For instance with the following minimal example with Tensorflow 2.5.0,
example.py
import tensorflow as tf
import numpy as np
from threadpoolctl import threadpool_limits
with threadpool_limits(limits=1):
X = tf.constant(np.arange(0, 5000**2, dtype=np.int32), shape=(5000, 5000))
tf.matmul(X, X)
running,
time python example.py
on a 64 cores CPU, produces,
real 0m3.781s
user 1m8.685s
so the user (CPU) time is still >> real run time, meaning that many CPU are used.
This becomes an issue if people run scikit-learn's GridSearchCV
or cross_validate
on a Keras or TensorFlow model, since it then results in CPU over-subscription. I'm surprised there are no more issues about it at scikit-learn.

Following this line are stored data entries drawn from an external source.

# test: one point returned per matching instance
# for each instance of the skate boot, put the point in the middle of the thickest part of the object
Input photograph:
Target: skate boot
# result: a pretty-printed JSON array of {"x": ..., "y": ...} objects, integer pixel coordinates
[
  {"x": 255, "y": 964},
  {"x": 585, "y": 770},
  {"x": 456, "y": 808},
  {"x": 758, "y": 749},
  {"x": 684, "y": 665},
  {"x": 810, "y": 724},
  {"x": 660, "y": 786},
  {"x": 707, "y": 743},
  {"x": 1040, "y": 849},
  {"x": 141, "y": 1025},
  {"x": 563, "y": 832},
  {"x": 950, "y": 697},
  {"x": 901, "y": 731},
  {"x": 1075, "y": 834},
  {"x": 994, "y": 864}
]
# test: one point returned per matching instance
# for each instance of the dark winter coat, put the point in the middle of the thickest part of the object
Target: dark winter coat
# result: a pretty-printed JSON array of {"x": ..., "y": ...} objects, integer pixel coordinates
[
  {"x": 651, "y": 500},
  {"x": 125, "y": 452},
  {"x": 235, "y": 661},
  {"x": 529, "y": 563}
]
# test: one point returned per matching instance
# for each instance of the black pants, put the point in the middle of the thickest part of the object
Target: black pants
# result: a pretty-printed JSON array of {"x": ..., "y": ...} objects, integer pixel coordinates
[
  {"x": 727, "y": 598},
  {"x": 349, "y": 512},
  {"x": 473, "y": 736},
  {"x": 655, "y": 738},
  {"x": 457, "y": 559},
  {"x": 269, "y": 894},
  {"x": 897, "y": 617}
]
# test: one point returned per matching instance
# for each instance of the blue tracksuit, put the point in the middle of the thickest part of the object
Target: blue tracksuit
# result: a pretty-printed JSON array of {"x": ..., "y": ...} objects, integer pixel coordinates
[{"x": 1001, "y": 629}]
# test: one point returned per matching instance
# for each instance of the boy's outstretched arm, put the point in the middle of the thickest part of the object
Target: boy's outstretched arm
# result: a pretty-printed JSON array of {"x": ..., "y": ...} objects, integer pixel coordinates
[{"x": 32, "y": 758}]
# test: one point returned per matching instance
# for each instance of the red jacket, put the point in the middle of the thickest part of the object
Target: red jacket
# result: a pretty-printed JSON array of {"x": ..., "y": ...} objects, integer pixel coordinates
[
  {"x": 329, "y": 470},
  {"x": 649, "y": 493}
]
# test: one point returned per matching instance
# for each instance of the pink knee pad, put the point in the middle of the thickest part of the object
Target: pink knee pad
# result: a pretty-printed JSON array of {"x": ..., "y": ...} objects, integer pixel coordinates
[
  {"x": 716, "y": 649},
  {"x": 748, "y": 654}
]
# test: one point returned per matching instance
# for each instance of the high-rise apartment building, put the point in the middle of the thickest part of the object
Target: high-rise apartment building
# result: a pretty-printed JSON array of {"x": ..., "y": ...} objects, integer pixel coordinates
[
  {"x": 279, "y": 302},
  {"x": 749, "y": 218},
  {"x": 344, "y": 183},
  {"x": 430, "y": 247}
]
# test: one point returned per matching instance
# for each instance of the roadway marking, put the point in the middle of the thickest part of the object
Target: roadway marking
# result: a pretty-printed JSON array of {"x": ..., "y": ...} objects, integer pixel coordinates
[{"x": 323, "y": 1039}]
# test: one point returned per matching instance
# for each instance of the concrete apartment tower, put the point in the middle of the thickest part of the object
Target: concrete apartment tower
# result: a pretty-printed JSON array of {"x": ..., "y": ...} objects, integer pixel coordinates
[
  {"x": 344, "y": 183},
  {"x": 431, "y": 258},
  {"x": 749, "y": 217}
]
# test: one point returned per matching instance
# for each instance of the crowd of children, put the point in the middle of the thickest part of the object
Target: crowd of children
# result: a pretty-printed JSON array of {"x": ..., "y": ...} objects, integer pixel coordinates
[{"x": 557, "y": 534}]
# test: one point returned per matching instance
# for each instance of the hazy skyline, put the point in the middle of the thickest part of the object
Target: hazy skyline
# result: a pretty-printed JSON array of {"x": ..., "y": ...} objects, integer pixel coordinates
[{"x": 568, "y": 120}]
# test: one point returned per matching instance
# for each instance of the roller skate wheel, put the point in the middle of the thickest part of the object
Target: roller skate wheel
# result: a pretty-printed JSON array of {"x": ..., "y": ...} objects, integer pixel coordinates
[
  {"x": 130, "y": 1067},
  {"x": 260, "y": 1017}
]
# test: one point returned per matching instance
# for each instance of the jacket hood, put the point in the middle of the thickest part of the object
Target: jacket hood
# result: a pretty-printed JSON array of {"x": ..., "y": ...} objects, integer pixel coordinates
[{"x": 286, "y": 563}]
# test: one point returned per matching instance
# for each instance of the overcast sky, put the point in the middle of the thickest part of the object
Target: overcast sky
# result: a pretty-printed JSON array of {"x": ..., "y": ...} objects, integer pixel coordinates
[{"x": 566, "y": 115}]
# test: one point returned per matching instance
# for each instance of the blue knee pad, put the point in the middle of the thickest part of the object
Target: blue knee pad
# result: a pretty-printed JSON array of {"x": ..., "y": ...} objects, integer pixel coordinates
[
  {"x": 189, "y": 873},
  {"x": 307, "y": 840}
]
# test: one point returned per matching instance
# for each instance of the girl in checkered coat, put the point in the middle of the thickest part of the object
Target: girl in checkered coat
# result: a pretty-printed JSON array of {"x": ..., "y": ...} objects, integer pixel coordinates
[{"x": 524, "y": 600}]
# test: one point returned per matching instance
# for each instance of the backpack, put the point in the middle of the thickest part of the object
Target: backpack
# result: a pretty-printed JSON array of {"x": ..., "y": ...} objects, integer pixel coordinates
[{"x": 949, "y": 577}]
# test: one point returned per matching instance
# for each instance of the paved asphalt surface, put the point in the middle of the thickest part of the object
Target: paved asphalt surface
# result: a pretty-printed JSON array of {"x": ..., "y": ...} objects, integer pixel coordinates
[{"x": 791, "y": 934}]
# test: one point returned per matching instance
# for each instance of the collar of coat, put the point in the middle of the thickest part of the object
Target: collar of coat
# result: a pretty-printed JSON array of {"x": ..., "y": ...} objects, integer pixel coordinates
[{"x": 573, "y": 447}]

Tensorflow also regrettably doesn't recognize any environment variables to limit the number of CPU cores either. The only way I found around it is to set the CPU affinity mask with taskset
. But then again it wouldn't help for cross-validation for instance, since joblib would then need to set the affinity mask when creating new processes which is currently not supported.
Has anyone looked into this in the past by any chance?